OTJIWARONGO - Despite promises by politicians during election campaigns to improve service delivery, residents of the New Ombili informal settlement on the outskirts of Otjiwarongo said they are tired of empty promises.
Namibians are going to the polls to vote leaders for their local authorities and regional councils on Wednesday.
Despite their plight, many of the residents of New Ombili have vowed to go vote.
Majority of the unemployed residents are battling with hopelessness, poverty, lack of potable water, no power and lack of ablution facilities.
Although the municipality has allocated water points in the area, the community complained that they want private taps in their houses, which are mainly made of corrugated iron sheets, and stalks.
They said they walk long distances to fetch water.
The residents also indicated that due to lack of sanitation facilities, they resort to the bushes to relieve themselves.

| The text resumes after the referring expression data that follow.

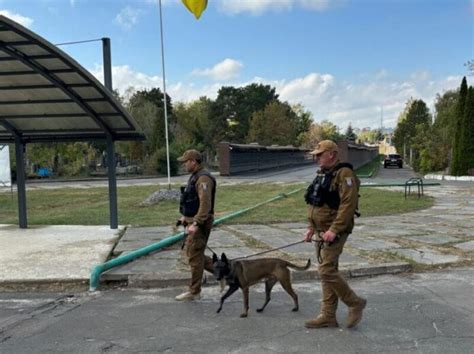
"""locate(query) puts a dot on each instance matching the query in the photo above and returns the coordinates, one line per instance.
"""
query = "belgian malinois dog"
(245, 273)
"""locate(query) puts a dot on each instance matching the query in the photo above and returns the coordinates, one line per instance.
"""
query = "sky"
(347, 61)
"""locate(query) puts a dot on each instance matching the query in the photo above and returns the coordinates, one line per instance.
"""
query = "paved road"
(415, 313)
(295, 174)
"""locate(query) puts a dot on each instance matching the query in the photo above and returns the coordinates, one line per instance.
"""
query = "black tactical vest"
(318, 192)
(189, 202)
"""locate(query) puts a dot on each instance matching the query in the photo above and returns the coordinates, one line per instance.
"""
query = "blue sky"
(343, 60)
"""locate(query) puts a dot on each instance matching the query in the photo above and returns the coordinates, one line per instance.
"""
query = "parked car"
(393, 160)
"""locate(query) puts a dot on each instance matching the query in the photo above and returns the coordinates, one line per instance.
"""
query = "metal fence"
(240, 158)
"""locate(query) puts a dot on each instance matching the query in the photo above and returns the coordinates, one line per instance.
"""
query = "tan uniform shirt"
(204, 188)
(341, 220)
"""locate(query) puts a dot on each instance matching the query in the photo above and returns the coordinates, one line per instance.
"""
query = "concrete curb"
(158, 280)
(46, 285)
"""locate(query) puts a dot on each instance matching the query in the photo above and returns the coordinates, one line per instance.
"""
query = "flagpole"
(164, 97)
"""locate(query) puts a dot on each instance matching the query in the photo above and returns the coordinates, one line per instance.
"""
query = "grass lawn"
(71, 206)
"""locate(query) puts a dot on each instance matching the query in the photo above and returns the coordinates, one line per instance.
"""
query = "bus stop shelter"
(46, 96)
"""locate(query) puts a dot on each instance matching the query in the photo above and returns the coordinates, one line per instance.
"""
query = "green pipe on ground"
(99, 269)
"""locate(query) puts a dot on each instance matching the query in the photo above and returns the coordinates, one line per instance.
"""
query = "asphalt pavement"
(62, 257)
(420, 313)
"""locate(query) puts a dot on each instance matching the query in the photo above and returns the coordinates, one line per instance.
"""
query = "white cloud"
(422, 75)
(326, 96)
(124, 77)
(258, 7)
(225, 70)
(22, 20)
(128, 17)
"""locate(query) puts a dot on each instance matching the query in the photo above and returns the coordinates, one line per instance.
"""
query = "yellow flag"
(197, 7)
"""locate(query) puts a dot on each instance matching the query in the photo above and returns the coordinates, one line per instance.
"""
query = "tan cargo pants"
(198, 261)
(334, 286)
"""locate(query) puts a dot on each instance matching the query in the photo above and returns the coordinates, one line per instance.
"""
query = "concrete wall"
(240, 158)
(356, 154)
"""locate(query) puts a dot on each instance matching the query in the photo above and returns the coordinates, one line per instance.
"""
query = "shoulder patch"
(349, 181)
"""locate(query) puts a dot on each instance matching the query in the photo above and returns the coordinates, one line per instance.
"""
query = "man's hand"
(328, 236)
(309, 234)
(192, 229)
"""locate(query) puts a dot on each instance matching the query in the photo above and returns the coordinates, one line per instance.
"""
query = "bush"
(160, 164)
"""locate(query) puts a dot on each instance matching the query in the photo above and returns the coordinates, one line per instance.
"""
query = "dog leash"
(320, 245)
(267, 251)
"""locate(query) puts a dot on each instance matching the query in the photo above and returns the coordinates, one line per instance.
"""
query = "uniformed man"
(332, 201)
(197, 209)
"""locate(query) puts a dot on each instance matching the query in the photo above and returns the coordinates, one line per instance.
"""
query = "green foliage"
(370, 136)
(90, 207)
(350, 135)
(194, 127)
(458, 167)
(234, 107)
(468, 133)
(325, 130)
(147, 108)
(276, 124)
(412, 125)
(159, 157)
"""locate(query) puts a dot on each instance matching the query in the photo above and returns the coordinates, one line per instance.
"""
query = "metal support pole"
(111, 163)
(164, 98)
(20, 182)
(112, 183)
(107, 63)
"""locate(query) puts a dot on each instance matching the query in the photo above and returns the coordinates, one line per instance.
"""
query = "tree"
(457, 168)
(467, 137)
(195, 126)
(276, 124)
(325, 130)
(415, 113)
(147, 109)
(234, 107)
(304, 119)
(350, 135)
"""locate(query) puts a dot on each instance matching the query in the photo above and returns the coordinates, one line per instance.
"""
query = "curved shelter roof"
(45, 95)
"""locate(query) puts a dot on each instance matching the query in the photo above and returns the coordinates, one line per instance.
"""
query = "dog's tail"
(294, 266)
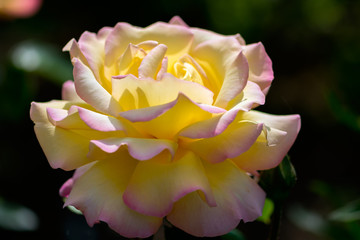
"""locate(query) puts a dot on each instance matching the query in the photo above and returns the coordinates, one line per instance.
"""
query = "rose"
(19, 8)
(158, 123)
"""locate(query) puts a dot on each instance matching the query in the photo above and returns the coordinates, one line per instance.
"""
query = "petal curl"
(64, 149)
(238, 197)
(165, 121)
(225, 65)
(103, 200)
(157, 184)
(132, 92)
(90, 90)
(235, 140)
(260, 65)
(178, 39)
(264, 155)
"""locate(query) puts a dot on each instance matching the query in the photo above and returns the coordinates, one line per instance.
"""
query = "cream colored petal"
(90, 90)
(238, 197)
(178, 39)
(225, 66)
(157, 184)
(132, 92)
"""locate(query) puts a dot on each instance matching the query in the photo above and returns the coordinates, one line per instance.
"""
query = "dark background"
(315, 49)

Resorting to the bushes, they feel is unsafe as criminals are active in the area, and they are also exposed to dangerous snakes.

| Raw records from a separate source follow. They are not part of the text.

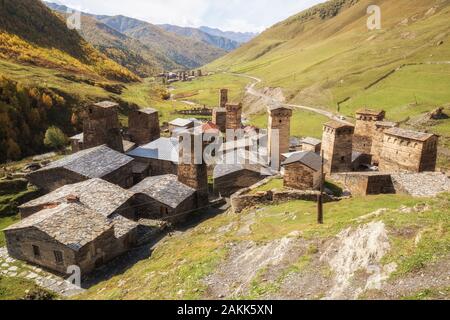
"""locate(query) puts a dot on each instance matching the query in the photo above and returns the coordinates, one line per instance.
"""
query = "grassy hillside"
(326, 55)
(199, 35)
(184, 51)
(128, 52)
(31, 34)
(275, 252)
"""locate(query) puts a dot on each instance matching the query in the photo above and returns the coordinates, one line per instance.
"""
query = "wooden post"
(320, 196)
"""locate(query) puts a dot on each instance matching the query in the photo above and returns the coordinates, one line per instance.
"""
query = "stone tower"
(337, 146)
(101, 126)
(192, 169)
(220, 118)
(234, 116)
(365, 130)
(143, 126)
(279, 129)
(223, 99)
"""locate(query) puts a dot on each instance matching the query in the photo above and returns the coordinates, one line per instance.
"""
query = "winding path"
(254, 92)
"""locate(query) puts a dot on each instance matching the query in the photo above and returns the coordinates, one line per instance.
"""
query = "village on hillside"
(120, 189)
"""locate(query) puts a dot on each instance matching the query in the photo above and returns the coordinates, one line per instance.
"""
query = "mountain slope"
(183, 51)
(125, 50)
(241, 37)
(198, 35)
(326, 55)
(30, 33)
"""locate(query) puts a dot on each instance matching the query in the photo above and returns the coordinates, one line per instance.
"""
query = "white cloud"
(234, 15)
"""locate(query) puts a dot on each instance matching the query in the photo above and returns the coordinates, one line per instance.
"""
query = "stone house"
(164, 198)
(234, 116)
(143, 126)
(310, 144)
(219, 118)
(180, 124)
(365, 130)
(366, 183)
(302, 170)
(408, 151)
(160, 155)
(70, 234)
(378, 139)
(230, 178)
(98, 162)
(77, 143)
(337, 146)
(279, 132)
(101, 126)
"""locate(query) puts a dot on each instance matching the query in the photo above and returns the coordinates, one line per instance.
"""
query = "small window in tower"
(36, 252)
(59, 259)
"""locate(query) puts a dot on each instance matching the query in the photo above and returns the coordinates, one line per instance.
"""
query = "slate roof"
(386, 124)
(106, 104)
(370, 112)
(409, 134)
(71, 224)
(96, 194)
(165, 189)
(181, 122)
(311, 141)
(337, 124)
(148, 110)
(309, 159)
(162, 149)
(222, 170)
(92, 163)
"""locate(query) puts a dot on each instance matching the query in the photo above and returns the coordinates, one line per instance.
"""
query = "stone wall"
(365, 131)
(244, 199)
(366, 183)
(101, 126)
(406, 155)
(234, 116)
(337, 147)
(122, 177)
(279, 120)
(52, 179)
(301, 177)
(220, 119)
(378, 141)
(223, 99)
(143, 127)
(231, 183)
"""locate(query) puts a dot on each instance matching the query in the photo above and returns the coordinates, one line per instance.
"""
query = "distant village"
(121, 187)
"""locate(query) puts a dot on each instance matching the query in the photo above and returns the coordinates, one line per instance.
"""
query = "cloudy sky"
(232, 15)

Hilma Shifidi who lived in New Ombili informal settlement since 2014 said they are mostly unemployed which threatens their livelihoods.

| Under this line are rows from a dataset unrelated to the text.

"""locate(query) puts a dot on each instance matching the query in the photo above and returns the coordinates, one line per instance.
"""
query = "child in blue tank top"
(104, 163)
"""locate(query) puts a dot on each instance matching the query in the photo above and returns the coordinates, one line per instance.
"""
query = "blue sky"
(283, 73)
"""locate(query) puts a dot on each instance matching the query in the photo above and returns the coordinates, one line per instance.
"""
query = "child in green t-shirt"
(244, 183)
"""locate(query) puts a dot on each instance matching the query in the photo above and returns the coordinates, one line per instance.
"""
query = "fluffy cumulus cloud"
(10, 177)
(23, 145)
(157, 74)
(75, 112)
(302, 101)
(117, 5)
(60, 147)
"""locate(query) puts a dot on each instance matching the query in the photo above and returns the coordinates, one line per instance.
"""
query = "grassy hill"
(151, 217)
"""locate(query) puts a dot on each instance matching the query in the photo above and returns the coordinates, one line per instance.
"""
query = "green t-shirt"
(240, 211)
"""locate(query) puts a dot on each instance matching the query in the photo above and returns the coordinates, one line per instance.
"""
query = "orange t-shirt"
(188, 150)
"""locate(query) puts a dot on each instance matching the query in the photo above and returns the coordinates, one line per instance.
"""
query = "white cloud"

“We are unemployed but we don’t get Harambee food like other people. We don’t understand Harambee food. You will see your neighbour getting registered and get free food but some of us never received any food,” she complained.
To earn an income to support her family, Shifidi sells Kapana in town but many a times the police always confiscate her wares.
According to her, they are often fined N$1000, which she cannot afford.
Shifidi called on the Otjiwarongo municipality to allocate them an open market, while she highlighted the plight of electricity, potable water and toilets.
“It is dangerous to go out at night. We don’t see our leaders. We only see them during the elections. They only want us to vote for them but they don’t care about us. We will go and vote for the future of our children,” she said.
Another resident, Dommy Shilandula also demanded that they be provided with power, water and ablution facilities.
“We have water points but they are not enough. We want taps in our houses. We can’t afford it because we are unemployed. We have a high crime rate here but the police do not respond promptly in times of emergencies,” Shilandula added.
He said they only see their councillors during elections when canvassing their votes, but they disappear after being elected into office without delivering services.
Meanwhile, elderly Elizabeth Ngulonda (77) who originated from Opuwo and went into Angola during the apartheid era is struggling to care for her disabled grandchild who is unable to walk or talk.
Ngulonda says although the disabled 12-year-old receives her monthly social grant, the money is still being received by her mother who lives in Opuwo.
Therefore, she wants home affairs to help her change the status so she starts receiving the money and takes care of the beneficiary.
Ngulonda says she has been struggling to get a Namibian national document, as she currently possesses the South African one. To make matters worse, her South African document shows that she was born in 1960, although she is old.
This she claims has affected her because she still does not get a pension grant.
“Home affairs is not willing to assist me. I don’t receive pension. I have a grandchild who is disabled. We don’t have an income in the house.
We don’t have a sewerage system. We clean our houses and surroundings but we don’t have dustbins,” Ngulonda said.